In an embodiment, each input port 304 may serve as an interface through which data packets are received from source components/cores such as processors, controllers, other routers, and the like and transmit the data packets to destination components/cores such as memory units, other routers, and the like. For example, each source core has its own input port 304 connected to the NoC router 302 and each input port 304 may be associated with a shared buffer 306. In an embodiment, each shared buffer 306 may be configured corresponding to each input port 304 of the NoC router 302. For example, a first shared buffer 306A is configured corresponding to a first input port 304A. Similarly, the second and third shared buffers 306B and 306C are configured corresponding to second and third input ports 304B and 304C. Each shared buffer 306 may handle data traffic received from a particular input port 304 of the NoC router 302. Each shared buffer 306 may act as a temporary storage unit to accommodate pieces of incoming data packets, known as flits. The name “flit” comes from the phrase flow control unit. For example, when the data packets are transmitted from a source component/core to a destination component/core through a NoC router 302, the data packets may be segmented as flits, for example, by adding headers for each flit. The header may contain details such as, but not limited to, a destination address, a source address, sequence numbers, and other control information required for accurate transmission and routing across a network. Once the data packets are segmented as flits, the flits may be temporally stored in a corresponding shared buffer 306 associated with the particular input port 304.

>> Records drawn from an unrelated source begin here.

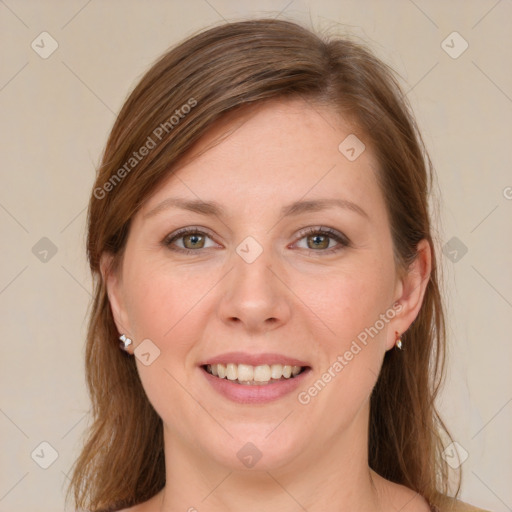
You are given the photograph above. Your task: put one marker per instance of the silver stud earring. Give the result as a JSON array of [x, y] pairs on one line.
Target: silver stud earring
[[125, 342], [398, 342]]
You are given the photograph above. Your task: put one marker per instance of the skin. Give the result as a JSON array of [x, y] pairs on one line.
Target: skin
[[294, 299]]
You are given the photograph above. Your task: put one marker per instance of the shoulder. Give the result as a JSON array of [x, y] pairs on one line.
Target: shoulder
[[453, 505]]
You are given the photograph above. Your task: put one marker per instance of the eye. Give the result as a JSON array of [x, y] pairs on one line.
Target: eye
[[318, 240], [193, 239]]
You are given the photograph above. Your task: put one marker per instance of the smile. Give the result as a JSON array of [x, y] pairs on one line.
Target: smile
[[253, 375]]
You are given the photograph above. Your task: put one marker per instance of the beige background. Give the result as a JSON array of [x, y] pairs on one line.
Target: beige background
[[56, 115]]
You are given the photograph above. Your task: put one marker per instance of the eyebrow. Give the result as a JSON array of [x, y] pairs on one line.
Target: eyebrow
[[214, 208]]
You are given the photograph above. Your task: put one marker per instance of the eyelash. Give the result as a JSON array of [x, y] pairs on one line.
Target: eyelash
[[341, 239]]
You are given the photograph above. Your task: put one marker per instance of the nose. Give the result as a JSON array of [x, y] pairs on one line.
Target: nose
[[254, 296]]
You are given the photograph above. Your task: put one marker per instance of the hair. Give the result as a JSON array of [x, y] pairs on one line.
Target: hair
[[177, 101]]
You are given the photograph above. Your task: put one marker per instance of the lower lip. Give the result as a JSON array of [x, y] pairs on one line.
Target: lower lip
[[255, 394]]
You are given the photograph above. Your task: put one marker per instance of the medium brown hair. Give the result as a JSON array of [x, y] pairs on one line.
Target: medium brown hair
[[214, 72]]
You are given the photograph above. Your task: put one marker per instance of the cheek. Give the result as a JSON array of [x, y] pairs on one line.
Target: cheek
[[164, 302]]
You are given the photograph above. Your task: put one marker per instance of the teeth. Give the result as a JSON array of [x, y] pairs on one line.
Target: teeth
[[247, 374]]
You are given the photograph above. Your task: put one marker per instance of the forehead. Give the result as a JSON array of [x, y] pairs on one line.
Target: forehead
[[273, 151]]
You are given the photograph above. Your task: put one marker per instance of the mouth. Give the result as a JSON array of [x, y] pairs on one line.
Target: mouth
[[249, 375]]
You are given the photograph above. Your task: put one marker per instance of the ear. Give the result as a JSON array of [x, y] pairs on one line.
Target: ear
[[410, 291], [113, 284]]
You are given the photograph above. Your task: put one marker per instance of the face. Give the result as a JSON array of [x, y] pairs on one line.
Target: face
[[315, 288]]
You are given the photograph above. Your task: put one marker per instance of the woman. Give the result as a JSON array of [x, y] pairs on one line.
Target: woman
[[260, 234]]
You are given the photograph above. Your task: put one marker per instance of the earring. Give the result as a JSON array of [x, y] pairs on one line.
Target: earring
[[125, 342]]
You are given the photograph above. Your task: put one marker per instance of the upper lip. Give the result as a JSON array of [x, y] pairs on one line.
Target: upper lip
[[253, 359]]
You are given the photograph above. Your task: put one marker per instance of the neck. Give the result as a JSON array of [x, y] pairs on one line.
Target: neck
[[333, 475]]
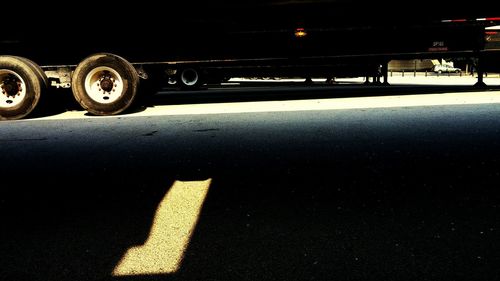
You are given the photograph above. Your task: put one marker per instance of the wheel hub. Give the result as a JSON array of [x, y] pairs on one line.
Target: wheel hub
[[11, 87], [107, 84]]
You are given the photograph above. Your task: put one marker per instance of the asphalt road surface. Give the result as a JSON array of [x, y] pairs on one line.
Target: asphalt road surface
[[404, 187]]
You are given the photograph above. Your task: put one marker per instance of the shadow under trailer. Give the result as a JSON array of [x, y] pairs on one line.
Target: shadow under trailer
[[108, 68]]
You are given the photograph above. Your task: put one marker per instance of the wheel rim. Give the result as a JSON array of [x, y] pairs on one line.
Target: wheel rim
[[189, 77], [13, 88], [104, 84]]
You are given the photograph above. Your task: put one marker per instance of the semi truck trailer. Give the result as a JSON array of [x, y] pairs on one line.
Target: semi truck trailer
[[109, 55]]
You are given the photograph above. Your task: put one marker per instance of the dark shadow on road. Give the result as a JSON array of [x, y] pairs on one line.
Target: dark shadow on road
[[360, 199], [276, 91]]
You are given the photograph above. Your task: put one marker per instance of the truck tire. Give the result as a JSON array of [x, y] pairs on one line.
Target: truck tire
[[189, 78], [22, 83], [105, 84]]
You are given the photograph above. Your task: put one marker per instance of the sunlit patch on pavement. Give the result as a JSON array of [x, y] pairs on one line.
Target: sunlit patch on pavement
[[173, 226]]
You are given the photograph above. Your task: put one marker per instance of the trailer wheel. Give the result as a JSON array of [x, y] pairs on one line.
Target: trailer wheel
[[22, 83], [189, 78], [105, 84]]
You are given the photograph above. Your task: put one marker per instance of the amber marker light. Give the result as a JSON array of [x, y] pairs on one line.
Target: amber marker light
[[300, 32]]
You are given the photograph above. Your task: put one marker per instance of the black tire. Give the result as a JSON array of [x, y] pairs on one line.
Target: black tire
[[113, 99], [189, 78], [27, 73]]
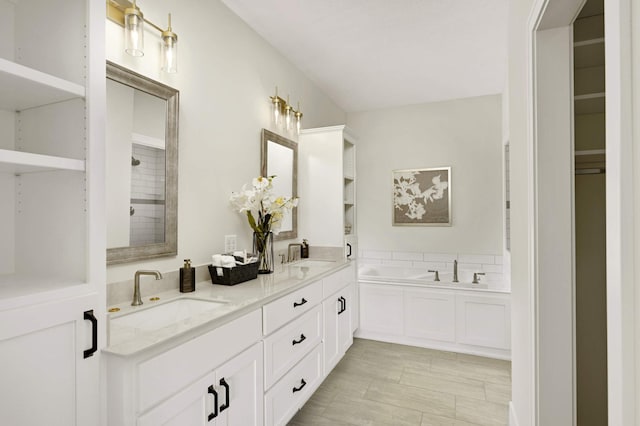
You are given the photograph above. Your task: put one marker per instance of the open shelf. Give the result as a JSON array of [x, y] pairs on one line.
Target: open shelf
[[23, 87], [589, 103], [17, 162], [18, 290]]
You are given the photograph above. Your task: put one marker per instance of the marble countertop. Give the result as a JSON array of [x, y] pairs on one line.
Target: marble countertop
[[237, 300]]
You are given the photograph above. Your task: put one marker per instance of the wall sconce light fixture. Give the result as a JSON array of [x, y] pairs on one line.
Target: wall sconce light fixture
[[283, 113], [132, 19]]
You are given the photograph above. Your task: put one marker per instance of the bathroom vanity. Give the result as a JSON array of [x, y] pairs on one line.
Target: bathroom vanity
[[249, 354]]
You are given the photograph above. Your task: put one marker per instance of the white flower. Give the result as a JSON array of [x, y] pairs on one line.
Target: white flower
[[264, 210]]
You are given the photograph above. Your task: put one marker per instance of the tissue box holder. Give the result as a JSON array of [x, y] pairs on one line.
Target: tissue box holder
[[235, 275]]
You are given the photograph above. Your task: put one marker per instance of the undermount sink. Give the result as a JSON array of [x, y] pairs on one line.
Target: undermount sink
[[159, 316], [313, 262]]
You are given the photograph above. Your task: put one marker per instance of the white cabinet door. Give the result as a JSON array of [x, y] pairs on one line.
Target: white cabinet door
[[193, 406], [484, 320], [46, 378], [381, 309], [331, 306], [240, 385], [338, 335], [430, 314], [345, 333], [232, 395]]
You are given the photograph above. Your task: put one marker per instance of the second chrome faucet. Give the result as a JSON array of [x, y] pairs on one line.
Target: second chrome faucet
[[137, 300]]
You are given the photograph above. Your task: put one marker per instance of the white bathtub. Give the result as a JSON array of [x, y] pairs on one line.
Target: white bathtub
[[405, 305], [388, 274]]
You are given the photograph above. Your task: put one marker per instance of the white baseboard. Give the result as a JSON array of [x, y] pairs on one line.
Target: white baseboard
[[513, 420]]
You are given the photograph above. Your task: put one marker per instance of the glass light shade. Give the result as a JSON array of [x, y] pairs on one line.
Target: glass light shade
[[275, 103], [133, 32], [169, 52], [288, 117], [298, 121]]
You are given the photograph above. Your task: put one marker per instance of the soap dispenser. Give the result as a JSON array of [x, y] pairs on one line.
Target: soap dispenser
[[187, 277]]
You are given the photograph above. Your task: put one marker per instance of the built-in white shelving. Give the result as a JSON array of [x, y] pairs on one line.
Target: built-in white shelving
[[22, 87], [17, 162]]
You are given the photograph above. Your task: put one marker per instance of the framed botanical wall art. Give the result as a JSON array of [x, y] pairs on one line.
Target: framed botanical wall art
[[422, 197]]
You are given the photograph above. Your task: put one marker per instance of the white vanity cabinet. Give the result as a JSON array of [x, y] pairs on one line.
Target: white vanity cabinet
[[338, 334], [329, 152], [340, 308], [180, 386], [467, 321], [52, 264], [231, 395]]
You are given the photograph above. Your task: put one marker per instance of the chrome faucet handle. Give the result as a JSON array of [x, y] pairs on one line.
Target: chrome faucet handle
[[476, 277]]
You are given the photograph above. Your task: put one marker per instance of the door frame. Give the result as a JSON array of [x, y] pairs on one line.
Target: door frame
[[553, 17]]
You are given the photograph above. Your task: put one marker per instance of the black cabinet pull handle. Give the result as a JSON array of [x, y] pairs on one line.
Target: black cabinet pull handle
[[213, 392], [299, 388], [302, 339], [343, 305], [225, 385], [302, 302], [88, 315]]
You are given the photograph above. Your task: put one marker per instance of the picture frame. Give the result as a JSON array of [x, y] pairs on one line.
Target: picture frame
[[421, 197]]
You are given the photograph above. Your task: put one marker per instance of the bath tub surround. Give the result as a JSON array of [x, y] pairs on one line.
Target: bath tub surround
[[406, 305], [415, 265]]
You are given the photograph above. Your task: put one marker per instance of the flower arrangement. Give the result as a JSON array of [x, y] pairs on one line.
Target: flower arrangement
[[264, 209], [265, 212]]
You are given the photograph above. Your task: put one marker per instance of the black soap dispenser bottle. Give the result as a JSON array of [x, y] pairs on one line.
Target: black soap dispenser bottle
[[187, 277]]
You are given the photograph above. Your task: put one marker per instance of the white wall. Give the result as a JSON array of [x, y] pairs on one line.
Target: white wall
[[226, 73], [465, 134], [522, 349]]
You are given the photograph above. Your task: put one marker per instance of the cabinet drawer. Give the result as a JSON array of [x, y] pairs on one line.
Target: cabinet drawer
[[281, 311], [293, 390], [290, 344], [174, 369]]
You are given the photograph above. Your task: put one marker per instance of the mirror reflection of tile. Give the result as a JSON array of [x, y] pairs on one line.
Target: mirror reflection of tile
[[147, 195]]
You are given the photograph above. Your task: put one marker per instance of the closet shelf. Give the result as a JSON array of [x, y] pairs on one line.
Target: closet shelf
[[23, 87], [599, 40], [18, 162]]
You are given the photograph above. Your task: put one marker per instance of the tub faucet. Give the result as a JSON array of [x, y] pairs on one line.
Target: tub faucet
[[137, 300], [292, 258]]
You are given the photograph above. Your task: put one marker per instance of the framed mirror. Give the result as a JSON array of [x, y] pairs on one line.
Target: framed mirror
[[141, 167], [279, 157]]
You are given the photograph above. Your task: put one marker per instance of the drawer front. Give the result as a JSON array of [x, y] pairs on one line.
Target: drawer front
[[159, 377], [281, 311], [290, 344], [293, 390], [339, 280]]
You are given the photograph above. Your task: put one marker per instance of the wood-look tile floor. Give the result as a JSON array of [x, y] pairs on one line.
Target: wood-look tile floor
[[379, 383]]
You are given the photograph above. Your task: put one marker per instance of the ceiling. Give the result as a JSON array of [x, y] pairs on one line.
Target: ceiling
[[372, 54]]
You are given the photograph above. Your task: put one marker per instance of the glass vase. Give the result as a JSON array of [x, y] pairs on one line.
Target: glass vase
[[263, 247]]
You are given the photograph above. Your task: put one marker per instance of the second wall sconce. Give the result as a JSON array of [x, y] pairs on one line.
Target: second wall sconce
[[132, 19], [284, 115]]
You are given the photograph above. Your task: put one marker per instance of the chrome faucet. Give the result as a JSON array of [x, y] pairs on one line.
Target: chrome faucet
[[476, 277], [137, 300], [292, 258]]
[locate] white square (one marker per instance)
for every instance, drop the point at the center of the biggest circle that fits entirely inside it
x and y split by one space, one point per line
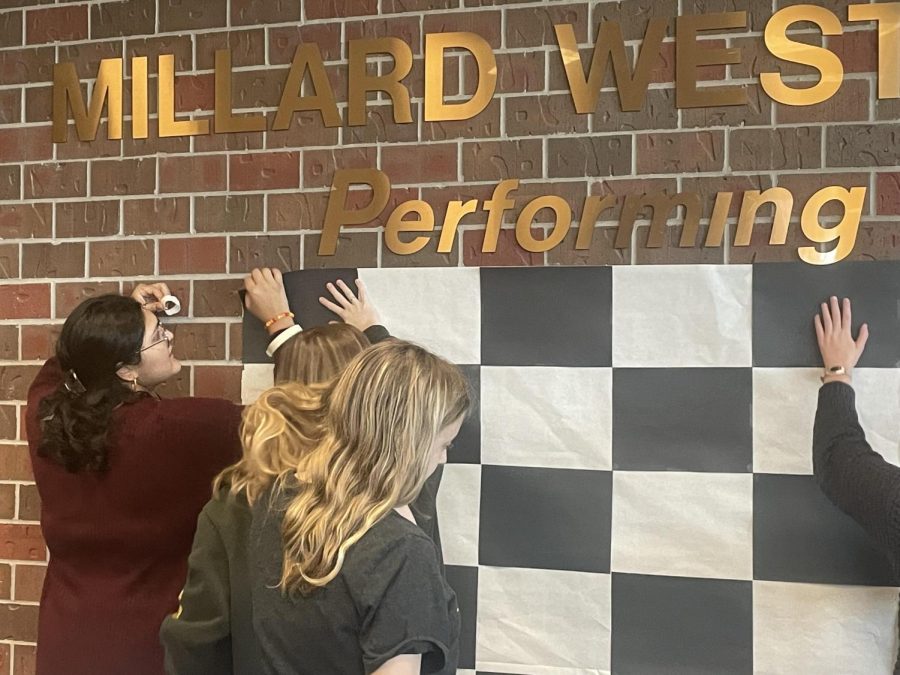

In an embodiment, each of the shared buffers 306 may be configured to manage arriving flits with Virtual Output Queues (VOQs) also known as a plurality of logical queues represented as LQ1 to LQ7, in FIG. 3. In an embodiment, each of the plurality of logical queues may be configured to manage the arriving flits according to a VC of the input port 304 associated with the arriving flits and an output port 310 corresponding to the arriving flits. In exemplary embodiments, each logical queue LQ1 to LQ7 may be a data structure in each shared buffer 306. Each logical queue LQ1 to LQ7 may be responsible for organizing and managing the incoming flits within the NoC router 302. In exemplary embodiments, each logical queue LQ1 to LQ7 may organize the incoming flits based on certain criteria such as, but not limited to, a destination core, a priority of the flits, Quality of Service (QoS) requirements, and the like. In an embodiment, each logical queue may manage the arriving flits according to the VC associated with the input ports 304 and the output ports 310. In an embodiment, VCs may serve as logical communication pathways within the NoC router 302. Each logical queue LQ1 to LQ7 within each shared buffer 306 may route the incoming flits based on the VC associated with the flits, thereby ensuring efficient and prioritized communication between the source component(s) and the destination component(s). In an embodiment, multiple VCs may be configured within a single physical link (e.g., the input port 304), allowing for improved performance and reduced contention. Each input port 304 may be considered to have multiple VCs, with each VC potentially targeting one or more output ports 310. For example, each input port 304 of the NoC router 302 may have multiple VCs, representing different types of traffic or priority levels. One VC may be dedicated for high-priority data, while another VC may be dedicated for low-priority background tasks. In exemplary embodiments, the shared buffers 306 may eliminate the need for dedicated First Input First Output (FIFO) buffers for each virtual channel, thereby reducing resource overhead and simplifying the arbitration process.

In exemplary embodiments, upon arrival of the flits at the input port (e.g., 304A), the flits are temporarily stored in the corresponding shared buffer (e.g., 306A) before undergoing arbitration and selection processes. Within the shared buffer 306A, multiple logical queues (LQ1 to LQ7) are configured to manage the incoming flits based on their priority, destination virtual channels (VCs), and output ports 310. For example, when core A transmits high-priority flits to the input port 304A, the high-priority flits are directed to logical queue LQ1 corresponding to VC0 and the output port 310A leading to the destination component (e.g., the memory unit). Similarly, low-priority flits from core A are stored in logical queue LQ6 corresponding to VC1 and the output port 310B. The use of multiple logical queues may ensure efficient routing and prioritization of flits within the shared buffer 306, optimizing the performance of the NoC router 302.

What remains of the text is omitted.